藁人形に口づけを

タケノコのコ

第1話 恋せよ藁人形


 「えっと、『まず、一握りの藁を掴み、その下6分の1の場所から折り返します』っと……」

 私は指示通りに藁を掴み、目測する。


 溺れる者は藁をも掴む――

 そんな言葉が頭を過った。

 ふと鏡を見れば、恋に溺れた哀れな女が、泣きそうな顔で藁を掴んでいた。


 傍から見ればなんと哀れで愚かな図なのだろう。

 けれど、止めるわけにはいかない。だって、ことわざとは違うのだから。

 

 万策尽きたのも、助かりたいと願っているのも事実だけれど、私が縋るのは藁じゃない――藁人形なのだから。



 「呪い」のシステムが解析され始めたのは40年前。

 そしてつい先月、呪いの藁人形の呪術システムが解明された。


 詳しいことは分からないが、無意識下で切り離された身体の一部は未だ身体と繋がっていて、その繋がりを使って本体に攻撃する、というものらしい。

 自分が死んでしまったことに気がつかない霊のように、無意識下で切り取られた身体の一部は本体との離別を認識せず、本体の一部であった時と同様に自己の獲得した情報を本体へとフィードバックし続ける。そこでこの機能を利用し、無意識下で切り取った髪などに憎悪や怨恨といった負の感情を注ぎ、本体にストレスとして還元することで、遠距離でもストレス性の疾患を引き起こすことが出来る――などという論文がこの国の最高学府から発表されて以降、世間は大騒ぎとなった。

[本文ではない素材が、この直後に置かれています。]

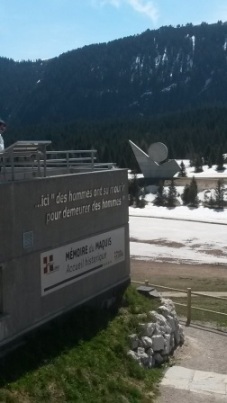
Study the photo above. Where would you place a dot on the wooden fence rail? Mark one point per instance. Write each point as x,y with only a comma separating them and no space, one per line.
188,294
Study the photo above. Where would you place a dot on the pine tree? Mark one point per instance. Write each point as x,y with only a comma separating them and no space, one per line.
190,194
160,199
219,194
172,195
133,190
182,172
220,160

 メディアはこの話題で持ち切りで、来月には刑法の改正案も提出されるらしい。


 そして、意外なのかそうでもないのか、この騒動にいち早く対応したのが、恋と流行に敏感な女学生。瞬(またた)く間に彼女たちの間で大流行したおまじないの名は、「恋せよ藁人形」という。

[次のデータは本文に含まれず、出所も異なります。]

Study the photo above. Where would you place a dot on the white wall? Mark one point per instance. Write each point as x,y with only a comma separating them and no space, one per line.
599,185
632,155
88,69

 「次は、『先端を結んだ藁を2束に分けて、その間に先ほど作った腕を通します』っと……」

 私は指示通り、黙々と作業を続ける。

 時刻は丑の刻に差しかかろうとしていた。



 彼が私の前から姿を消したのは、つい先日のこと。

 「ごめんね」と告げて彼はいなくなったけれど、突然、しかも手紙で別れを切り出された私の心が受け入れられるはずもなく、ぽっかりと空いた胸の空洞を満たすように涙を流し続けていた。


 そんな私の前におまじないが流れ着いたのが、1時間前。

 彼の手がかりもなく万策尽きていた私は、すぐさま藁を掴んだのである。



 『最後に、意中の相手の一部を、紙で包んでから胴体の中に入れてください』


 最後だけあって、なかなかに難易度の高い要求が突き付けられる。きっとここで挫けてしまう同胞も多いことだろう。

 けれど、そんなハードル、私の愛の前では食後のデザートに過ぎない。

 過去の自分に感謝しつつ、帳箪笥から大切に保管していた包みをそっと取り出した。


 包みを開けば、彼の優しさのように柔らかな雪色の髪が横たわっている。

 一度だけ愛しみながら彼を撫でると、元のように包みなおし、胴体へと埋め込もうとして――――やっとのことで我に返った。



 突然の別れと共に理性も失ったにしても、あまりに愚かな行動をしているのではないだろうか、と。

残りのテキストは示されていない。